May 25, 2004|By Ryan Davis | Ryan Davis,SUN STAFF

Officials at the Baltimore Museum of Industry began noticing some bookkeeping discrepancies late last year.

At first, says Executive Director Paul Cypher, no one suspected theft. But slowly, museum officials grew more suspicious of Samuel T. Mercer, the museum's finance director. He drove lavish cars and said he had inherited $1 million from his grandfather.

Their suspicions intensified this year when police dropped by the museum and arrested Mercer on an unrelated charge. Unknown to officials at the South Baltimore museum, Mercer had a history of theft.

That incident sparked the investigation that culminated yesterday with Mercer's arrest at his home in Northeast Baltimore. Officials say he took $323,836.10 from the museum.

Mercer, 28, of the 2300 block of Pentland Drive was charged with operating a continuing theft scheme, officials said. A grand jury indicted him May 14.

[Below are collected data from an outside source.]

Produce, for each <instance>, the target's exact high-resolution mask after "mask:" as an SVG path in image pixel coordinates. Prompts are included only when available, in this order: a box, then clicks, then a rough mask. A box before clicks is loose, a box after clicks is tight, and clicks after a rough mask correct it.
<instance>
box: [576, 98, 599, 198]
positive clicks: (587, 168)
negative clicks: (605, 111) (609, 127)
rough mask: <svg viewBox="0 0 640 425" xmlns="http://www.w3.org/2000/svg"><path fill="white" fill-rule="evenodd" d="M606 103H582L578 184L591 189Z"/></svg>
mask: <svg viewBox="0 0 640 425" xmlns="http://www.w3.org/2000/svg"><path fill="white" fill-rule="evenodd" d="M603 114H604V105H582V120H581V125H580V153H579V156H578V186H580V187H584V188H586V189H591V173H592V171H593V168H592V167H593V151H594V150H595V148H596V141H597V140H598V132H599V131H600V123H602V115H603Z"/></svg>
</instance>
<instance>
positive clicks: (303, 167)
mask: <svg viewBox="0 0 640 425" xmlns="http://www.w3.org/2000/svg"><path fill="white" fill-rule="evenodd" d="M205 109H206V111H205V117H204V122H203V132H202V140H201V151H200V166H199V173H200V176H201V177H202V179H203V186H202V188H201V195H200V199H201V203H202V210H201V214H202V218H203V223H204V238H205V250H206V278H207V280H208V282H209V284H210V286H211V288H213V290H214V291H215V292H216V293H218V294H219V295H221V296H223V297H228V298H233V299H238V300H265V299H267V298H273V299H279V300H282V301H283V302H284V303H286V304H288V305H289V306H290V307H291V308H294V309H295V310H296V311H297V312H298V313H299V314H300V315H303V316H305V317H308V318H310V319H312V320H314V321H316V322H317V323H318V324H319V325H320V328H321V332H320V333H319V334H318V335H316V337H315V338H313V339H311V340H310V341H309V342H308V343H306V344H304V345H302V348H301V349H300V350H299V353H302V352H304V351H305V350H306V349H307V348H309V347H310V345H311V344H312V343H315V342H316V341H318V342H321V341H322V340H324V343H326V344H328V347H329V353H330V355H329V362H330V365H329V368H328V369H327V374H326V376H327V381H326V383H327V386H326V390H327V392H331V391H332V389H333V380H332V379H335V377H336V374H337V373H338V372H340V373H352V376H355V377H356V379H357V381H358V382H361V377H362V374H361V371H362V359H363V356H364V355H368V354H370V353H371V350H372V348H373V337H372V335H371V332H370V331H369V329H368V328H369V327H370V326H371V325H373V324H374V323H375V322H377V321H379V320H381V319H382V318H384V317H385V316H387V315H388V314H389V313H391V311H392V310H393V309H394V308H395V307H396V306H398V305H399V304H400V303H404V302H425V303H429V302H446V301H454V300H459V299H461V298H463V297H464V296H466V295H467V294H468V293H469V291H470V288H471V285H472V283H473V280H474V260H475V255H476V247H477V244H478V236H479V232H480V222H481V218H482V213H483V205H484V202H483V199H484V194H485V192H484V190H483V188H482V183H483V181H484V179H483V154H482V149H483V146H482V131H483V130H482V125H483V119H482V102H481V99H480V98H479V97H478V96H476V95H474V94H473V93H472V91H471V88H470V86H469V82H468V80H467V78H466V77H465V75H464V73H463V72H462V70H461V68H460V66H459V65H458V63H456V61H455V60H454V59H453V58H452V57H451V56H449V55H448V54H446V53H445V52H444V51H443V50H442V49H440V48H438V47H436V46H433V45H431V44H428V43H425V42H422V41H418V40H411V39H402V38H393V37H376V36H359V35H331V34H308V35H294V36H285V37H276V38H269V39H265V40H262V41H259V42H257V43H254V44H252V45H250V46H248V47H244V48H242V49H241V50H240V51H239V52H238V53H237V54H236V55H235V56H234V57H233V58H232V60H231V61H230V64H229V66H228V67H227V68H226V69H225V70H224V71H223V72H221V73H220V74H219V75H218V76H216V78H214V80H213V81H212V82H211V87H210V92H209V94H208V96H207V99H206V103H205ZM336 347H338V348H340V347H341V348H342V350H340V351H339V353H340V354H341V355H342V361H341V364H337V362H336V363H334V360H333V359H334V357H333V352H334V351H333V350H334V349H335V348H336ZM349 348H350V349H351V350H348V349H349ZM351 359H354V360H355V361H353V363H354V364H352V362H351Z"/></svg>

Over 15 months, Mercer is accused of depositing 380 museum donations into a separate bank account he had established, said Detective Sgt. Lester McCrea.

The amount of money stolen is equivalent to more than 20 percent of the Key Highway museum's $1.5 million annual operating budget.

The facility, which overlooks the harbor, displays artifacts from the manufacturing businesses that shaped the city's history. About 150,00 visitors pass through each year.

Mercer's attorney, Warren A. Brown, said yesterday that his client did not steal anything but that Mercer observed sloppy accounting practices.

Mercer started working at the museum in July 2002, Cypher said. He first worked in the gift shop while also doing part-time bookkeeping. His background check came up clean, Cypher said, despite the fact that he had previously been found guilty of theft, uttering a false document and theft scheme charges, according to police and court records.

It was unclear yesterday what warrant was served on Mercer earlier this year, but his attorney said it was for violation of probation. City police said it was served by Baltimore County police.

The donation thefts began in December 2002, a month before Mercer was promoted to finance director, police said yesterday.

According to Cypher and authorities, Mercer diverted the donation checks into an account under the name Diversified Group Inc. He showed museum officials false balance sheets and spreadsheets, indicating that the money had been properly deposited, authorities said.

Museum officials suspended Mercer in February, after the visit from police and his arrest. Cypher then notified authorities, and the U.S. Postal Inspection unit, the city police and the city state's attorney's office began investigating. Mercer resigned a short time later, Cypher said.

Cypher has said the thefts will not affect the museum's financial future, and he expects to recover most of the money. He said the museum has added internal controls since discovering the missing money.

Mercer was being held yesterday at Central Booking and Intake Center. If convicted, he faces a maximum prison term of 15 years, according to the state's attorney's office.